AiNews.com
Posts
Anthropic’s ClaudeBot Violates Website Anti-AI Scraping Policies

Anthropic’s ClaudeBot Violates Website Anti-AI Scraping Policies

Alicia Shapiro
July 26, 2024 • Estimated Reading Time: 4 minutes

Anthropic’s ClaudeBot Violates Website Anti-AI Scraping Policies

Anthropic’s ClaudeBot web crawler has come under fire for ignoring websites' anti-AI scraping policies, causing significant issues for site owners like iFixit.

iFixit CEO's Complaint

iFixit CEO Kyle Wiens revealed that ClaudeBot hit their website's servers nearly a million times in just 24 hours, violating the company's Terms of Use. Wiens took to X to express his frustration, stating, “If any of those requests accessed our terms of service, they would have told you that use of our content is expressly forbidden. But don’t ask me, ask Claude!” He posted images showing Anthropic’s chatbot acknowledging that iFixit’s content was off-limits and added, “You’re not only taking our content without paying, you’re tying up our devops resources. If you want to have a conversation about licensing our content for commercial use, we’re right here.”

A screenshot of a social media post by iFixit CEO Kyle Wiens on X. The post, dated July 24, 2024, addresses @AnthropicAI, stating, "I get you're hungry for data. Claude is really smart! But do you really need to hit our servers a million times in 24 hours? You're not only taking our content without paying, you're tying up our devops resources. Not cool." The post has 11.3K likes, several replies, and shares

Image Source: Kyle Wiens X Post

Impact on iFixit

Wiens described the situation as an anomaly, stating, “The rate of crawling was so high that it set off all our alarms and spun up our devops team.” Despite iFixit's familiarity with handling web crawlers due to its high traffic, the aggressive scraping by ClaudeBot was unprecedented.

Terms of Use Violations

iFixit’s Terms of Use explicitly prohibit the reproduction, copying, or distribution of any content from their website without prior written permission, specifically including “training a machine learning or AI model.” When questioned, Anthropic referred to an FAQ page stating their crawler can be blocked via a robots.txt file extension.

Measures Taken

Wiens confirmed that iFixit added the crawl-delay extension to its robots.txt, which stopped the scraping. “Based on our logs, they did stop after we added it to the robots.txt,” Wiens says.
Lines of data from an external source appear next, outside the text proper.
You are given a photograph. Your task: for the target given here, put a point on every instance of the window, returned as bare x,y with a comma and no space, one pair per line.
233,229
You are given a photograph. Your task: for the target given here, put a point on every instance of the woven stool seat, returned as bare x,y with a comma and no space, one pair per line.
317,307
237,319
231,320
Anthropic spokesperson Jennifer Martinez stated, “We respect robots.txt and our crawler respected that signal when iFixit implemented it.”
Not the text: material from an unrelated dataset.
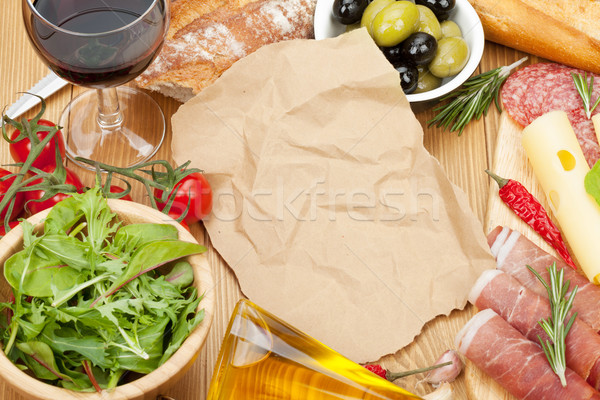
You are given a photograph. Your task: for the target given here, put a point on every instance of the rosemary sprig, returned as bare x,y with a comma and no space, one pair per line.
585,92
555,326
473,99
Wider Issues with AI Scraping

iFixit is not alone in this experience. Read the Docs co-founder Eric Holscher and Freelancer.com CEO Matt Barrie reported similar issues with Anthropic’s crawler. ClaudeBot’s aggressive scraping behavior has been a concern for months, with several reports on Reddit and an incident involving the Linux Mint web forum in April attributing site outages to ClaudeBot’s activities.
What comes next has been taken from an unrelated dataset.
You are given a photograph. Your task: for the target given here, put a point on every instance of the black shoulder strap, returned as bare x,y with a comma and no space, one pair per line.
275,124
Challenges with robots.txt

Disallowing crawlers via robots.txt is the common opt-out method for AI companies like OpenAI. However, this method lacks flexibility, preventing website owners from specifying what scraping is permissible. Another AI company, Perplexity, is known to ignore robots.txt exclusions entirely. Despite its limitations, the robots.txt file remains one of the few tools available for companies to protect their data from AI training materials, as seen in Reddit's recent crackdown on web crawlers.